Now, the compiler is warning that it cannot find m_pValue2. I would like for the compiler to remove the chunk of code that references m_pValue2 when the StateMask (known at compile time) does not contain Flag2 (when IsStateValid() is false).
The exact error is as follows:
main.cpp: In instantiation of 'void Compound<StateMask, flags_tag<Cs ...> >::print() [with unsigned int StateMask = 3u; unsigned int ...Cs = {1u, 2u}]':
main.cpp:95:18: required from here
main.cpp:80:27: error: 'class Compound<3u, flags_tag<1u, 2u> >' has no member named 'm_pValue2'
std::cout << this->m_pValue2 << '\n';
I'm hoping this is possible. In other template programming, I've used IsStateValid() to compile out code segments that don't match the StateMask. I've never tried to compile away a possibly missing member variable, however.
Does anyone have any ideas?
Why it doesn't work
All branches in a function template will be compiled regardless of type.
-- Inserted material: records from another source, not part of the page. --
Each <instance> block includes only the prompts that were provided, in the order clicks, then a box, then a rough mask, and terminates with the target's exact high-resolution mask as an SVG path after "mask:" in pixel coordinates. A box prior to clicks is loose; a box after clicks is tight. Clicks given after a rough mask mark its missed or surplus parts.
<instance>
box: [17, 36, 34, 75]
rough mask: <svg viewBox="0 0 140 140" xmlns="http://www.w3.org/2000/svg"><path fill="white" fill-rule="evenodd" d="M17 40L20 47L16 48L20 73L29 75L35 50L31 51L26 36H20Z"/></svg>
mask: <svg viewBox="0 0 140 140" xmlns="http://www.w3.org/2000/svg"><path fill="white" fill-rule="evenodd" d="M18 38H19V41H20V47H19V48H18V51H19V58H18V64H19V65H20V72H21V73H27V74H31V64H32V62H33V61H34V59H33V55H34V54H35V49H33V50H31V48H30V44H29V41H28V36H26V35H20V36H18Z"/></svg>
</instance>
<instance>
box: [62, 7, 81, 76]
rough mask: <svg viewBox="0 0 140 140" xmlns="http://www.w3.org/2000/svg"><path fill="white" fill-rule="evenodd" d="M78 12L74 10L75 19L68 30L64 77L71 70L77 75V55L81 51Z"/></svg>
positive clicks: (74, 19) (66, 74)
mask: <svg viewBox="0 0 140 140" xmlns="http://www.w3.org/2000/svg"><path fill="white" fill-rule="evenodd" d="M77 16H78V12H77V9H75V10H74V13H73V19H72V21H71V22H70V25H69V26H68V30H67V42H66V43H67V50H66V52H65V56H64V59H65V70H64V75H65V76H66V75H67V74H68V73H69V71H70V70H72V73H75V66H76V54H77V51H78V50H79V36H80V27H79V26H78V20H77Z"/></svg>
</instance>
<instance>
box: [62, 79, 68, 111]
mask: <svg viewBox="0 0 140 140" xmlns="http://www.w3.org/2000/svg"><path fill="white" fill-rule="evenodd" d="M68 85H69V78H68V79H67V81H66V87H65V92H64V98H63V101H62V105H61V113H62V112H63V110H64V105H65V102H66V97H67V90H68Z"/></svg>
It doesn't matter that IsStateValid(Flag2) would be false at compile time, the body of that if must be valid code. As there is no this->m_pValue2 in that case, this is a hard error.
What can you do to fix it
You need to forward each print flag function to a function template that will either print the value (if it exists) or do nothing (if it doesn't). We can use function overloading to help here, and ensure that the entire function will not be instantiated if there is no such flag. For example:
void print()
{
printImpl<Flag0>();
printImpl<Flag1>();
printImpl<Flag2>();
}
template <uint32_t F>
void printImpl() {
printImpl<F>(std::is_base_of<pValue_t<F>, Compound>{});
}
template <uint32_t F>
void printImpl(std::true_type ) {
// we DO have this flag
pValue_t<F>::print();
}
template <uint32_t F>
void printImpl(std::false_type ) {
// we do NOT have this flag
// so do nothing
}
All you need to do at this point is add the appropriate print()s. e.g.:
template<> class pValue_t<Flag2>
{
public:
pValue_t() :
m_pValue2(reinterpret_cast<void*>(0xCAFEBABE))
{}
void print() {
std::cout << m_pValue2 << '\n';
}
protected:
void* m_pValue2;
};
I got this to work (working example), but it seems very hacky. It shows that it's possible - hopefully a more experienced person than I can clean it up.
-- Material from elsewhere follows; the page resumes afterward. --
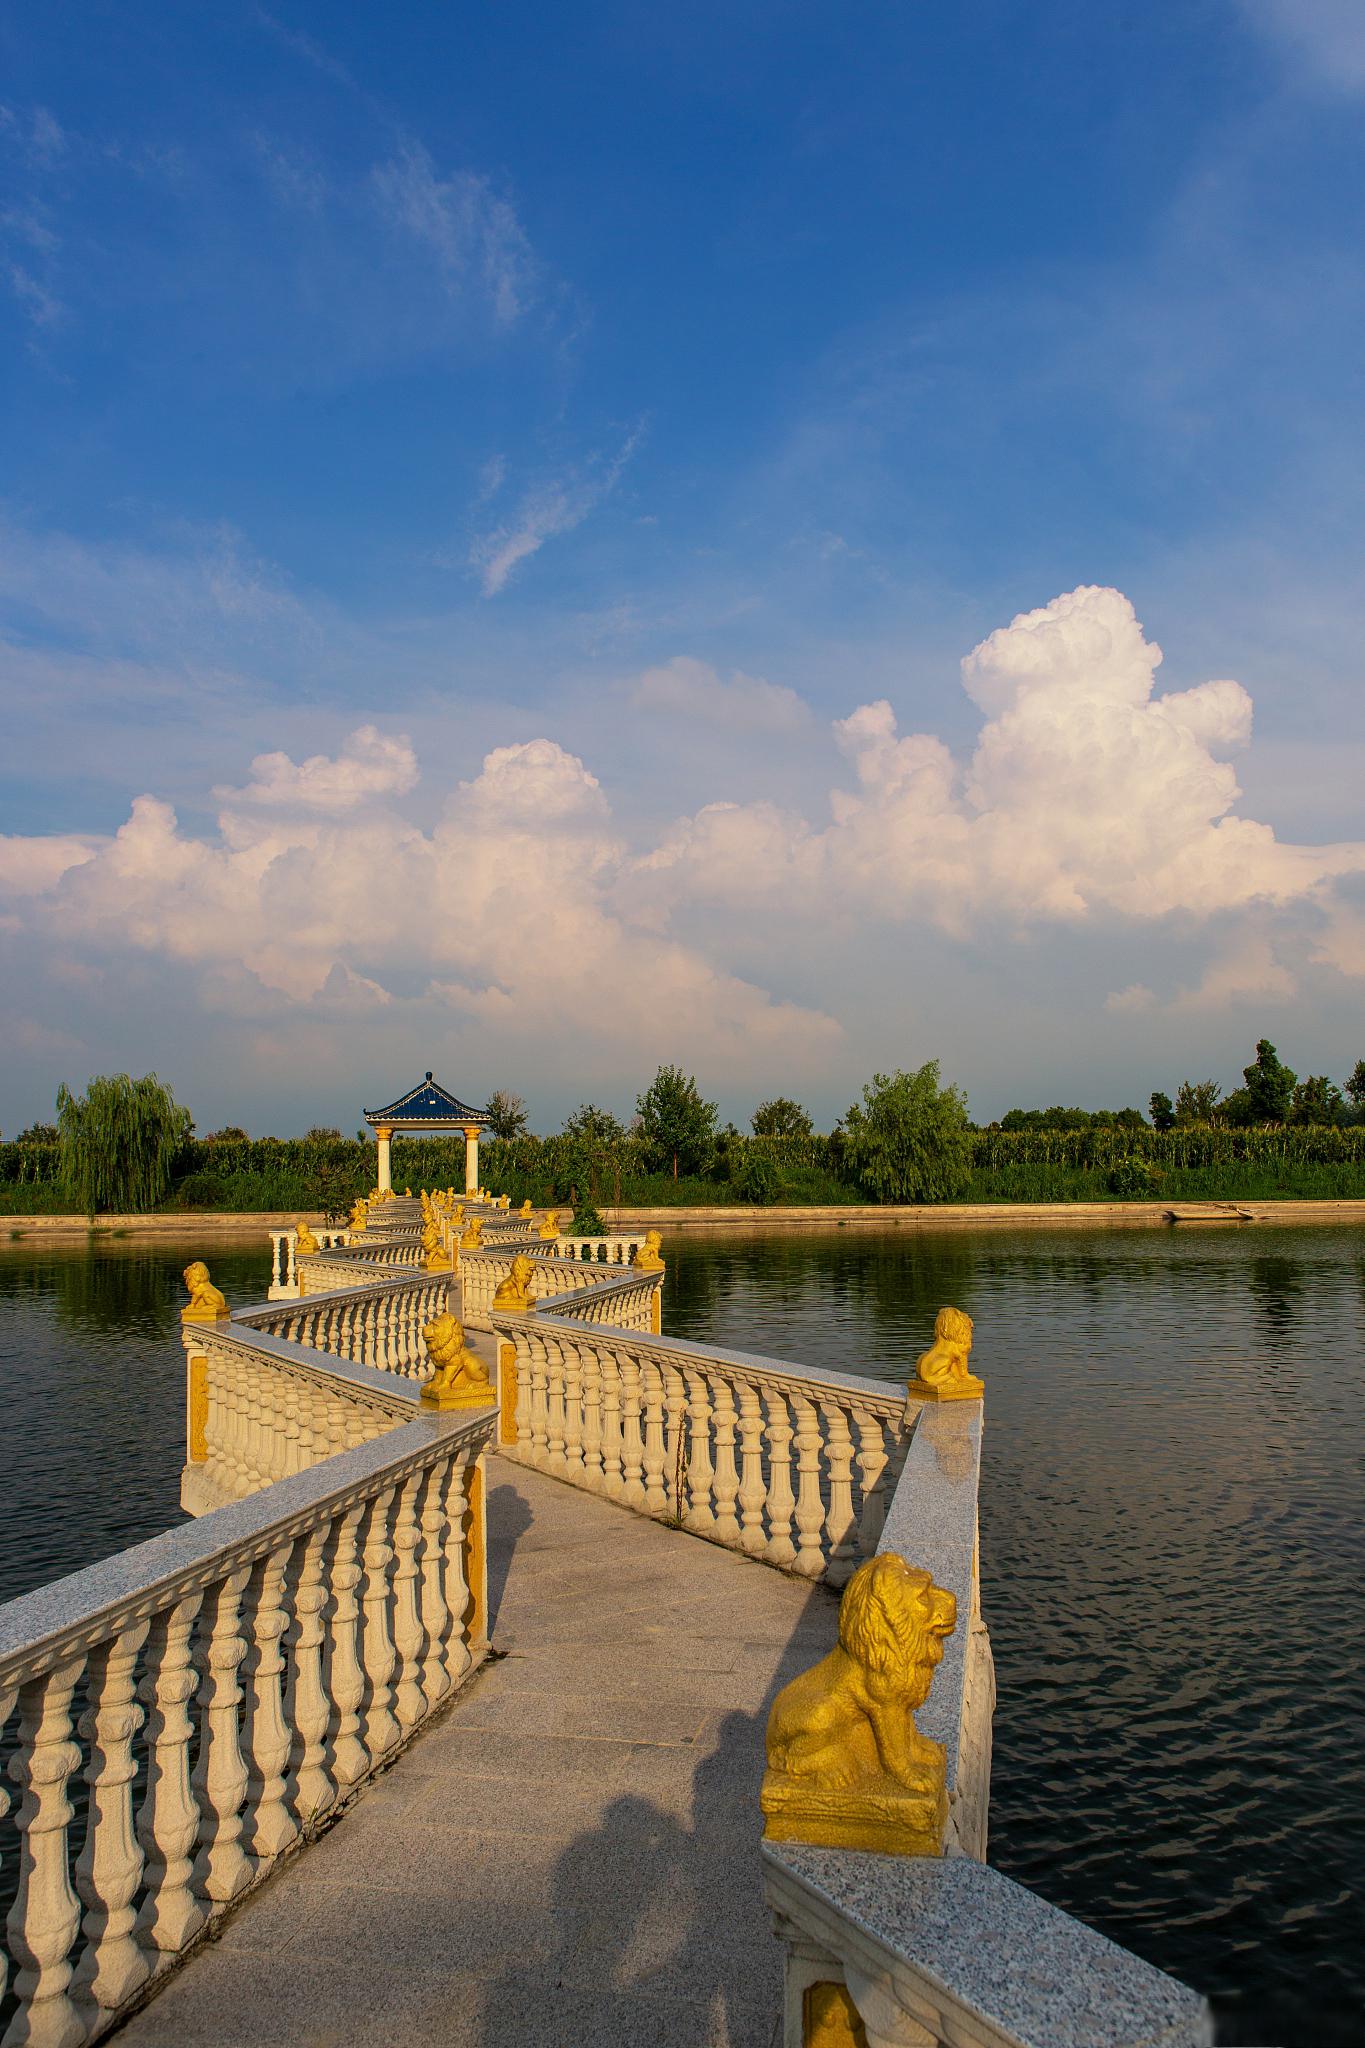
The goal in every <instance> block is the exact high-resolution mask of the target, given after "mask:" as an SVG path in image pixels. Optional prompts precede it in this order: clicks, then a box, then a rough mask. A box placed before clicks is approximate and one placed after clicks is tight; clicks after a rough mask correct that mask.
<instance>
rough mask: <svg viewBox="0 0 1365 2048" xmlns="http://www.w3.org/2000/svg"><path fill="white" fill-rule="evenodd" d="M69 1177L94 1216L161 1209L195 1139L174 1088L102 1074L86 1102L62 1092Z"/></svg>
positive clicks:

The idea is to make IsStataValid a constexpr and separate the code in question out into another function, which has two variants. The variant that gets instantiated depends on the compile-time flag:
static constexpr bool IsStateValid(std::uint32_t stateMask)
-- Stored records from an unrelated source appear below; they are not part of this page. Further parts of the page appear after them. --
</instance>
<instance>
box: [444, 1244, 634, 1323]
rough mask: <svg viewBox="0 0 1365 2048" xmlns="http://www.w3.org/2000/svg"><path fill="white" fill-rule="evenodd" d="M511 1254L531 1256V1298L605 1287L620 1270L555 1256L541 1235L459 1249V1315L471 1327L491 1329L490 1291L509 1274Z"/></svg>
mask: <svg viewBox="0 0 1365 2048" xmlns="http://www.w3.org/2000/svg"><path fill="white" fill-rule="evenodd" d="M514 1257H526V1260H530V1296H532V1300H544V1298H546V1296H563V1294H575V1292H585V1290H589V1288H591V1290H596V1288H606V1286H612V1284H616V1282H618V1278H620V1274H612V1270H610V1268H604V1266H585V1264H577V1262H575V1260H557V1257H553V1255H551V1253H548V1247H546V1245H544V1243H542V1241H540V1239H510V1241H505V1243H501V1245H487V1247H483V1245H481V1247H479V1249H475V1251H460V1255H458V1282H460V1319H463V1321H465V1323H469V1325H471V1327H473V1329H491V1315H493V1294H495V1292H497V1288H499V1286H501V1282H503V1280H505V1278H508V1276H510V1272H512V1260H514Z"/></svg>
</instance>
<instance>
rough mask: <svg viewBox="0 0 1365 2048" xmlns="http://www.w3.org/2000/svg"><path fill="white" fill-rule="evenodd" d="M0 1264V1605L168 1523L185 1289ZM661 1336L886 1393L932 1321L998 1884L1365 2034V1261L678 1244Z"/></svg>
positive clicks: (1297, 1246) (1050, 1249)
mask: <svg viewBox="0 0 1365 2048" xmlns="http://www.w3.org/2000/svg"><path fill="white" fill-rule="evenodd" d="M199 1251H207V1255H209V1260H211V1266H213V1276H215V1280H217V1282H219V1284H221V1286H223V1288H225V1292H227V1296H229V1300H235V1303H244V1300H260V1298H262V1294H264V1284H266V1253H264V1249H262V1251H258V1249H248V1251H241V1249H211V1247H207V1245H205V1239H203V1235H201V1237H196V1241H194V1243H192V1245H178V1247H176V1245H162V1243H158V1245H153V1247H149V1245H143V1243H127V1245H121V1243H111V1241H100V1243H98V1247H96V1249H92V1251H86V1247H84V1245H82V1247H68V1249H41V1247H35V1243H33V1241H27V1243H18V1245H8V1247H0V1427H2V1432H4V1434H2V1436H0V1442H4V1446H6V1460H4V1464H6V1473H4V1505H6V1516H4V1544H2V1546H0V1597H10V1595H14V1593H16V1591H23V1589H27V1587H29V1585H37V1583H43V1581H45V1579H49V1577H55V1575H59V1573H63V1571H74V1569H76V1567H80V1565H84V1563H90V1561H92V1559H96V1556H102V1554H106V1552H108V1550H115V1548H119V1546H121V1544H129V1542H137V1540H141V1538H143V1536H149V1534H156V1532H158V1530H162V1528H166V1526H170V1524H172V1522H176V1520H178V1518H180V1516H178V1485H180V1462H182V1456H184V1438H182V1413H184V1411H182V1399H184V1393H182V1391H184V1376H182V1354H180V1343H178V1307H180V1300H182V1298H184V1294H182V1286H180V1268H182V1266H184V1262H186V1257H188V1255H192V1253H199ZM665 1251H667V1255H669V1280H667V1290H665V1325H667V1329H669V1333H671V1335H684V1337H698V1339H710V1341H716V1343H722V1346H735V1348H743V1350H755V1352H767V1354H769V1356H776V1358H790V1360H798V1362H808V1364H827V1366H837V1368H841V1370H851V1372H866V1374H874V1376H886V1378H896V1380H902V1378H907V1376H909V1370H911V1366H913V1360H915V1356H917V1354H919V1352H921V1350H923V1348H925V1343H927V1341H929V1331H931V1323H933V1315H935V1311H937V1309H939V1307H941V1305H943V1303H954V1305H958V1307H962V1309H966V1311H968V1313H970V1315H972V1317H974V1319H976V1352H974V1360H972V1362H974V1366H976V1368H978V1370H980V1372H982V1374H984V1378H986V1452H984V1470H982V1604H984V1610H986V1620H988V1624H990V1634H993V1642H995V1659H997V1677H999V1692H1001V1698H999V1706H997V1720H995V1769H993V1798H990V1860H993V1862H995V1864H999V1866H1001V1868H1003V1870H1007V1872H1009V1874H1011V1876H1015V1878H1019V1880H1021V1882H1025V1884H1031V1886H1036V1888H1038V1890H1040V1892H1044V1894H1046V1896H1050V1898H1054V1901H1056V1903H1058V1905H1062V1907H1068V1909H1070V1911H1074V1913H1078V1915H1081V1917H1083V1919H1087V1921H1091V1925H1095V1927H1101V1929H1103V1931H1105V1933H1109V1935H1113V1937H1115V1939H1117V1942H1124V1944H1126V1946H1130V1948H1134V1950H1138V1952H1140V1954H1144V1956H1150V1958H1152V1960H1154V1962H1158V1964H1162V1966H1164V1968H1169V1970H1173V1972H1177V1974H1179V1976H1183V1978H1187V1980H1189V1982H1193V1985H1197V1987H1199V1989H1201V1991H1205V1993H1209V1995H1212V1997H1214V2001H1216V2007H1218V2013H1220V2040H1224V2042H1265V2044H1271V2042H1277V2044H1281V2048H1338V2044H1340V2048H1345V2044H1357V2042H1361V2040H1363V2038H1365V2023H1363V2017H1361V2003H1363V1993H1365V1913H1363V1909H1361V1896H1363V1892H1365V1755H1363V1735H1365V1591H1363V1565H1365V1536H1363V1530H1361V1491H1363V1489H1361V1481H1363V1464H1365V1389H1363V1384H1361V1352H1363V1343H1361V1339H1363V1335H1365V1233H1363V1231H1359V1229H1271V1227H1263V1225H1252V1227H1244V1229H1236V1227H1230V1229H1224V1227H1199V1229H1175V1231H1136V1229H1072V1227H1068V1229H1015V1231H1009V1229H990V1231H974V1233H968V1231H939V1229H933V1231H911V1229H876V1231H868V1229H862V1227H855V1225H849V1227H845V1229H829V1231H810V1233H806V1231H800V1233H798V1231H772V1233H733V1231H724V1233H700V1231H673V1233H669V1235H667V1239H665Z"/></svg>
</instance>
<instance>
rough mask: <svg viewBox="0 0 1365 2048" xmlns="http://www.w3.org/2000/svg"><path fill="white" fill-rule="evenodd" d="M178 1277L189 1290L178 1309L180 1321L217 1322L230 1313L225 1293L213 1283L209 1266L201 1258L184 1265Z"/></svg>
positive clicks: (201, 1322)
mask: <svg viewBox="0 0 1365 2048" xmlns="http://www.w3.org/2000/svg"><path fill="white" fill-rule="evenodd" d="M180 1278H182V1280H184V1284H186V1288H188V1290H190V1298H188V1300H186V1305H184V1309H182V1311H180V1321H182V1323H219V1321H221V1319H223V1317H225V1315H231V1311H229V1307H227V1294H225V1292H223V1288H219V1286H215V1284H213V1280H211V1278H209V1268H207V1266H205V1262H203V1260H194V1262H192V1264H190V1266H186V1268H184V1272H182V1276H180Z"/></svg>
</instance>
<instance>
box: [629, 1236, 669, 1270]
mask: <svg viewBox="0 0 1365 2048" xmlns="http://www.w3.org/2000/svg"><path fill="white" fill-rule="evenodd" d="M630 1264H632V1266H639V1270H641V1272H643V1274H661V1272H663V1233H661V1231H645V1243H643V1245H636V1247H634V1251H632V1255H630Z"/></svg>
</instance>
{ return ((StateMask & stateMask) == stateMask); }
template <typename A = void,
typename T = typename std::enable_if<IsStateValid(Flag2), A>::type>
void blub(int x=0) {
std::cout << this->m_pValue2 << '\n';
}
template <typename A = void,
typename T = typename std::enable_if<!IsStateValid(Flag2), A>::type>
void blub(long x=0) {
}
Then instead of the if statement in print() you call the helper function:
blub();
typename A is a dummy parameter to make the enable_if dependent on a template parameter so SFINAE can kick in. The blubs take a first parameter of a different type so the compiler doesn't complain about it not being able to be overloaded.